RECTIFICATION – NOT DEAD YET?

In an August 22, 2018 Supreme Court of British Columbia case (5551928 Manitoba Ltd., 2018 BCSC 1482, S1711670), the taxpayer petitioned the Court to rectify a capital dividend to reduce it by $184,880 such that the 60% Part III Tax on the excess capital dividend would be eliminated. In the event rectification was denied, the taxpayer petitioned that the dividend be rescinded. The taxpayer preferred rectification, however, as a rescission may open up other tax liabilities. The Attorney General of Canada opposed the rectification but not the rescission.

The corporation sold business assets, after which the directors sought to distribute the maximum amount of capital dividends possible. The corporation engaged third party accountants to advise on the calculation of available capital dividend. The accountants made an error in their analysis and, therefore, provided a capital dividend account calculation much higher than was actually available. As a result, an excessive capital dividend was declared.

clear intentions from the outset

Taxpayer wins
The Court found that there was a definite and ascertainable agreement between the directors to effectively “clean-out” the corporation’s capital dividend account, which would allow the corporation to pay the amounts out tax-free to the shareholders.

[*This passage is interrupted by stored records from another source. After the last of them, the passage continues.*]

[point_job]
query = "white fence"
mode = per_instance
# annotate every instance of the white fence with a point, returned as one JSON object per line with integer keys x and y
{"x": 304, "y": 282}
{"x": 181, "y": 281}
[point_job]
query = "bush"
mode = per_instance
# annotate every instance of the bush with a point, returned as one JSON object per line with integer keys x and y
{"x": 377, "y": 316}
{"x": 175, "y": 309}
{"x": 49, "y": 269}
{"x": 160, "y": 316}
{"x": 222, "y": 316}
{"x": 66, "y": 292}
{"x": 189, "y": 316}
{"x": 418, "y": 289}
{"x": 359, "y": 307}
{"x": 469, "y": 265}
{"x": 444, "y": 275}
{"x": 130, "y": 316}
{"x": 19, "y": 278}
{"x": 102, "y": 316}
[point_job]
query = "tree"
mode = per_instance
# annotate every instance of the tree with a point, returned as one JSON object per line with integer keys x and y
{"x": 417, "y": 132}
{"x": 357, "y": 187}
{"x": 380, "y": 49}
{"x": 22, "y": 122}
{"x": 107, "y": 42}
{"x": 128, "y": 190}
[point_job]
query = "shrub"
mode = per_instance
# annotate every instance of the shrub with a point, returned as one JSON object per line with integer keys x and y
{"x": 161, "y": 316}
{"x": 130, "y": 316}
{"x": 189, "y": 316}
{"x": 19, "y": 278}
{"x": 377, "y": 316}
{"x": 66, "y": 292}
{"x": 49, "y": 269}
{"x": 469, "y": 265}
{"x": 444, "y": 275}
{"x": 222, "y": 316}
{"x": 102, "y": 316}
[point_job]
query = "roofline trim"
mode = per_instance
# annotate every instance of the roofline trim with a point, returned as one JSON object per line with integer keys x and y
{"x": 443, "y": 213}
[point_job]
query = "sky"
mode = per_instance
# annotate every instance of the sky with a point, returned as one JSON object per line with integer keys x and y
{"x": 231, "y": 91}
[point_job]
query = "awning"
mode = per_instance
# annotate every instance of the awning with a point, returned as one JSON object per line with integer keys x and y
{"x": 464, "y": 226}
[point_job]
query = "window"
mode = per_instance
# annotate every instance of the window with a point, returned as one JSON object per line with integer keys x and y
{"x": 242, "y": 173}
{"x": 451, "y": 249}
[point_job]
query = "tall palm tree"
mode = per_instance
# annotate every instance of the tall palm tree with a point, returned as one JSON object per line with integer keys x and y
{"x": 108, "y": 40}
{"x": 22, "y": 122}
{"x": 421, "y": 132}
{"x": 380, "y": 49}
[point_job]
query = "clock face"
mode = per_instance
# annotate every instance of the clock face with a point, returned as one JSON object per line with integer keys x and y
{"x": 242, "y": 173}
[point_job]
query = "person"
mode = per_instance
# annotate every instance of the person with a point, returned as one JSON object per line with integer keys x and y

The corporation’s intention was clear when seeking out the advice of the accountants and when passing the Resolutions. The only error was in the figure provided by the third-party experts.

In contrasting to the Supreme Court of Canada decision in the Fairmont case (Docket: 36606, VTN 426(10)), the Court noted that:

  • there was no “bold tax planning” – the directors were simply seeking to empty the capital dividend account, to which they were entitled;
  • the corporation was not seeking to modify the instrument due to an unplanned tax liability – the agreement at the outset was to issue a tax-free dividend;
  • there was no suggestion that the corporation was reckless, failed to act with due diligence, or should have known – the directors engaged third-party experts to assist with the computation, given the complexity of the calculation;
  • there was not an error in judgment; and
  • the rectification did not require the Court to wholly rewrite or unwind a complex mechanism or series of transactions, rather the corporation wished to replace the incorrect figure with the correct one.

The Court further stated that rescission would have been granted if it were to rule on that matter (though it was not required as it allowed the rectification).

Editors’ Comment
The taxpayer’s error related to the timing of the addition to the capital dividend account on the disposition of eligible capital property, an issue which no longer exists due to the transition of eligible capital property to Class 14.1 effective January 1, 2017 (see VTN 417(4)).

If rectification had not been granted, but rescission had, there may be a risk that the rescinded dividend would result in a shareholder benefit (see VTN 432(8)).